住宅ローンを滞納すると?
この記事を書いた人
安田 裕次
全日本任意売却支援協会
代表理事
住宅ローンの延滞・滞納が続くと競売になります。
当協会にご相談されるほとんどの方々が、住宅ローンを滞納したくて滞納しているわけではありません。致し方なく支払えない状況に追い込まれています。
例えば、リストラ、減給、病気、離婚・・・さまざまな理由によって、住宅ローンを延滞・滞納してしまうことがあります。
返済が1回~2回遅れた場合であるならば、その後の支払いを滞納しなければ大きな問題にはならない場合が多いと言えます。

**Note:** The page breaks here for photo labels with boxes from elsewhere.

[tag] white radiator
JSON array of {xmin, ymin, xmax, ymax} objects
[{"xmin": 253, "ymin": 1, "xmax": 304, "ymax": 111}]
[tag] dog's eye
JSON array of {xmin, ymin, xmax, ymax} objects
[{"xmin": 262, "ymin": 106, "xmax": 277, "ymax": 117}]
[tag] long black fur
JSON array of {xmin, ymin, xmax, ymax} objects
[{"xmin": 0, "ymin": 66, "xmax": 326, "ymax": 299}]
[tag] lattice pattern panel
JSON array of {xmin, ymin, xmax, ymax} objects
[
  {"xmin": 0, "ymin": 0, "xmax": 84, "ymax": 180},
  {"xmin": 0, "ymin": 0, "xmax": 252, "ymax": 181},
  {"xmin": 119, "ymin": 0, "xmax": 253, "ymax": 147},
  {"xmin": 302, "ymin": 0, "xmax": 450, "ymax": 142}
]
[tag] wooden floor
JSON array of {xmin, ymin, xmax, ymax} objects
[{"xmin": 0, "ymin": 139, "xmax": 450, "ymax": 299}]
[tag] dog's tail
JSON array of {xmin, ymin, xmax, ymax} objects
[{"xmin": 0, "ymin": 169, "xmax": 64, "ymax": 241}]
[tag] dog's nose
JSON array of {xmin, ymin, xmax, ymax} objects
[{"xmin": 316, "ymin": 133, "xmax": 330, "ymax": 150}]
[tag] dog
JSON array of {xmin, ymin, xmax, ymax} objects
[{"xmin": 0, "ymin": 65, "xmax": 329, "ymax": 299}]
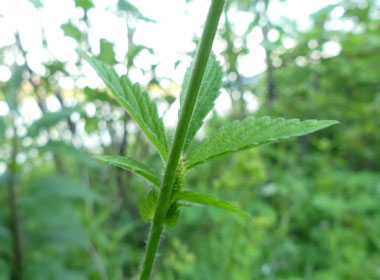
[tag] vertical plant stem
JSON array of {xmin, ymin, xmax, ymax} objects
[
  {"xmin": 7, "ymin": 114, "xmax": 24, "ymax": 280},
  {"xmin": 140, "ymin": 0, "xmax": 225, "ymax": 280}
]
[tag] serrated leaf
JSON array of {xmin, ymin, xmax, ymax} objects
[
  {"xmin": 78, "ymin": 50, "xmax": 169, "ymax": 160},
  {"xmin": 28, "ymin": 107, "xmax": 78, "ymax": 137},
  {"xmin": 180, "ymin": 54, "xmax": 222, "ymax": 151},
  {"xmin": 185, "ymin": 117, "xmax": 338, "ymax": 169},
  {"xmin": 172, "ymin": 191, "xmax": 251, "ymax": 217},
  {"xmin": 140, "ymin": 189, "xmax": 158, "ymax": 222},
  {"xmin": 93, "ymin": 155, "xmax": 160, "ymax": 187}
]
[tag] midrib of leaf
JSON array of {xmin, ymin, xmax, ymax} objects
[
  {"xmin": 180, "ymin": 54, "xmax": 222, "ymax": 151},
  {"xmin": 185, "ymin": 117, "xmax": 337, "ymax": 169},
  {"xmin": 78, "ymin": 50, "xmax": 169, "ymax": 161},
  {"xmin": 173, "ymin": 191, "xmax": 251, "ymax": 217}
]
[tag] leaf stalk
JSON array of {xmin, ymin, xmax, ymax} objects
[{"xmin": 140, "ymin": 0, "xmax": 225, "ymax": 280}]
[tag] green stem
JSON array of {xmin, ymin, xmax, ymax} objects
[{"xmin": 140, "ymin": 0, "xmax": 225, "ymax": 280}]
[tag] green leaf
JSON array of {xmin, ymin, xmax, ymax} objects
[
  {"xmin": 0, "ymin": 118, "xmax": 7, "ymax": 141},
  {"xmin": 172, "ymin": 191, "xmax": 251, "ymax": 217},
  {"xmin": 28, "ymin": 107, "xmax": 78, "ymax": 137},
  {"xmin": 140, "ymin": 189, "xmax": 181, "ymax": 228},
  {"xmin": 78, "ymin": 50, "xmax": 169, "ymax": 161},
  {"xmin": 96, "ymin": 39, "xmax": 117, "ymax": 65},
  {"xmin": 61, "ymin": 21, "xmax": 82, "ymax": 41},
  {"xmin": 94, "ymin": 155, "xmax": 160, "ymax": 187},
  {"xmin": 29, "ymin": 0, "xmax": 44, "ymax": 9},
  {"xmin": 185, "ymin": 117, "xmax": 338, "ymax": 169},
  {"xmin": 140, "ymin": 189, "xmax": 158, "ymax": 222},
  {"xmin": 75, "ymin": 0, "xmax": 94, "ymax": 11},
  {"xmin": 165, "ymin": 202, "xmax": 180, "ymax": 228},
  {"xmin": 180, "ymin": 54, "xmax": 222, "ymax": 151}
]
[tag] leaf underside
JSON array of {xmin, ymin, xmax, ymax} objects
[
  {"xmin": 180, "ymin": 54, "xmax": 222, "ymax": 151},
  {"xmin": 172, "ymin": 191, "xmax": 251, "ymax": 217},
  {"xmin": 78, "ymin": 50, "xmax": 169, "ymax": 161},
  {"xmin": 140, "ymin": 189, "xmax": 158, "ymax": 222},
  {"xmin": 93, "ymin": 155, "xmax": 160, "ymax": 187},
  {"xmin": 185, "ymin": 117, "xmax": 338, "ymax": 169}
]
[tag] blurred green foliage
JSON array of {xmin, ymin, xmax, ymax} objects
[{"xmin": 0, "ymin": 0, "xmax": 380, "ymax": 280}]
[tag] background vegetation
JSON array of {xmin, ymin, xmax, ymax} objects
[{"xmin": 0, "ymin": 0, "xmax": 380, "ymax": 280}]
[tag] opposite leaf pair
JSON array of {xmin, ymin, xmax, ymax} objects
[{"xmin": 78, "ymin": 51, "xmax": 337, "ymax": 226}]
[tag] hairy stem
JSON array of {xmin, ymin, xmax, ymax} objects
[
  {"xmin": 8, "ymin": 114, "xmax": 24, "ymax": 280},
  {"xmin": 140, "ymin": 0, "xmax": 225, "ymax": 280}
]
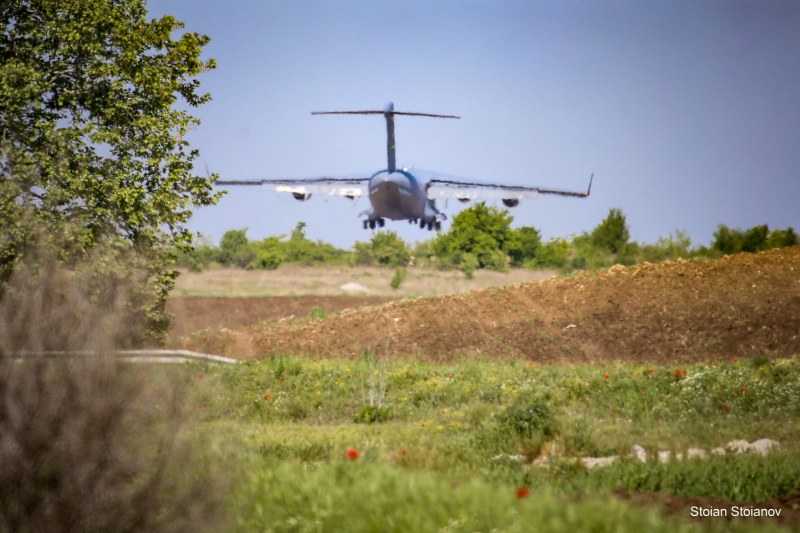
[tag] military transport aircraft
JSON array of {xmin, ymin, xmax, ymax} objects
[{"xmin": 217, "ymin": 102, "xmax": 594, "ymax": 230}]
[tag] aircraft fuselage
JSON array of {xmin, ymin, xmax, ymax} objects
[{"xmin": 363, "ymin": 169, "xmax": 444, "ymax": 230}]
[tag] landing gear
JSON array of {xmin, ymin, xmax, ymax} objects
[{"xmin": 364, "ymin": 218, "xmax": 386, "ymax": 229}]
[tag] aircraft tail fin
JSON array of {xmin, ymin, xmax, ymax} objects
[{"xmin": 311, "ymin": 102, "xmax": 461, "ymax": 172}]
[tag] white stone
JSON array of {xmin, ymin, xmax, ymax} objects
[
  {"xmin": 631, "ymin": 444, "xmax": 647, "ymax": 463},
  {"xmin": 339, "ymin": 281, "xmax": 369, "ymax": 294},
  {"xmin": 747, "ymin": 439, "xmax": 781, "ymax": 455}
]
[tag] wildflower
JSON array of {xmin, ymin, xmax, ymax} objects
[{"xmin": 345, "ymin": 448, "xmax": 361, "ymax": 461}]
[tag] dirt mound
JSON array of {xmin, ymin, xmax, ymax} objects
[
  {"xmin": 232, "ymin": 246, "xmax": 800, "ymax": 362},
  {"xmin": 167, "ymin": 296, "xmax": 390, "ymax": 345}
]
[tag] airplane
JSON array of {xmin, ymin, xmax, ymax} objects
[{"xmin": 216, "ymin": 102, "xmax": 594, "ymax": 231}]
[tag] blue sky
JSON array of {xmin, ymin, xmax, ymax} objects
[{"xmin": 148, "ymin": 0, "xmax": 800, "ymax": 247}]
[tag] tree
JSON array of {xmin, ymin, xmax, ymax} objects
[
  {"xmin": 433, "ymin": 202, "xmax": 515, "ymax": 270},
  {"xmin": 507, "ymin": 226, "xmax": 542, "ymax": 266},
  {"xmin": 219, "ymin": 229, "xmax": 256, "ymax": 268},
  {"xmin": 589, "ymin": 208, "xmax": 630, "ymax": 254},
  {"xmin": 0, "ymin": 0, "xmax": 219, "ymax": 338},
  {"xmin": 355, "ymin": 231, "xmax": 411, "ymax": 267}
]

しかし、その後も住宅ローンの滞納を続けると、借入先の銀行等の金融機関は、競売に向けて手続きを進めます。
ここでは、住宅ローンの滞納~競売まで、どのような順序で進んでいくかを解説します。
住宅ローンの延滞・滞納~競売までの流れ
では、住宅ローンの延滞・滞納がどれくらいの期間続くと、銀行や金融機関は競売の申し立てをするのでしょうか?

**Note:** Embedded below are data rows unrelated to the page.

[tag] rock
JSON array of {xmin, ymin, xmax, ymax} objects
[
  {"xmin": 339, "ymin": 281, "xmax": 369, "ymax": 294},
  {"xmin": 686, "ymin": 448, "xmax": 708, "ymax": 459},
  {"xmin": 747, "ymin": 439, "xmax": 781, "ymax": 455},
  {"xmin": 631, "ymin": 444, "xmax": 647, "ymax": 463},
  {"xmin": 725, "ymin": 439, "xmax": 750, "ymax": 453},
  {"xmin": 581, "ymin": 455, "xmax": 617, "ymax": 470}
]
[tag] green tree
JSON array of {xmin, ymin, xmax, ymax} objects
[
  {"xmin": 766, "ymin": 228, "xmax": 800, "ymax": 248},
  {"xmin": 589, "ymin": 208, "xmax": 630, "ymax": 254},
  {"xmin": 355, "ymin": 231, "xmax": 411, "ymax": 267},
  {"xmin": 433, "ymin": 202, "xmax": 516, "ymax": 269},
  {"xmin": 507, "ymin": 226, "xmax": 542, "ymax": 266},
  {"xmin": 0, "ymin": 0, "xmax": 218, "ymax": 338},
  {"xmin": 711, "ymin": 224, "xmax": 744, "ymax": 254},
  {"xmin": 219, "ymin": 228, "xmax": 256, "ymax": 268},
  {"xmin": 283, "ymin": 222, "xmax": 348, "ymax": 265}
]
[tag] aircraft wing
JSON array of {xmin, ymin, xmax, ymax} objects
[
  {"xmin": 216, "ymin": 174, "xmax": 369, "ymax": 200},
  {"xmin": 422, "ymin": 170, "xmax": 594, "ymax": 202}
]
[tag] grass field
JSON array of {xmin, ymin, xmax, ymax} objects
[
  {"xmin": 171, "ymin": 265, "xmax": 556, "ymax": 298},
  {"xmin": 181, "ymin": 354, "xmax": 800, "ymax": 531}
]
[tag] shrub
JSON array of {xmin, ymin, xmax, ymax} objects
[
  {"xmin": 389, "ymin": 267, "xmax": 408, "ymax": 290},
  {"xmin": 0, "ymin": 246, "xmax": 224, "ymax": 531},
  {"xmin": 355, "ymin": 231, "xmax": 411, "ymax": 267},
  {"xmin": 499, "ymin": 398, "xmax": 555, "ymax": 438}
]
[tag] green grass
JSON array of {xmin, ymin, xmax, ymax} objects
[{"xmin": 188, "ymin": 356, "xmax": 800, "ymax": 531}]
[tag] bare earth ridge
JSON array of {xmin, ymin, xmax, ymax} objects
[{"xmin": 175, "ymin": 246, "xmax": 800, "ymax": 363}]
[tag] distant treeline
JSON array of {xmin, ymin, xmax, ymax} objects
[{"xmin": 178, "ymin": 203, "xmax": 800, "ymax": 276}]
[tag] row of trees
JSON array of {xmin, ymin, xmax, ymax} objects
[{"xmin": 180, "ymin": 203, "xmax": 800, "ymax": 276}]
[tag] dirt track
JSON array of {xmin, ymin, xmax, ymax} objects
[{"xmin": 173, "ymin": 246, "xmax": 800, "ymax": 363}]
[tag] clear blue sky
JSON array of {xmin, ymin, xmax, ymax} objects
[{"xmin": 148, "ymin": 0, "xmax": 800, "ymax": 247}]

住宅ローンを1~2ヶ月滞納したからといって、すぐに競売の手続きが始まる訳ではありません。
住宅ローンを滞納すると、通常は銀行や金融機関から電話や郵便で何度も連絡が入りますので、その際にきちんと返済をするか、返済猶予の手続きを取る等の対処をしていれば大きな問題にはなりません。
しかし、住宅ローンを3ヶ月以上滞納したうえ、何も対処せずにいると、金融機関からの通知内容は徐々に厳しいものに変わっていきます。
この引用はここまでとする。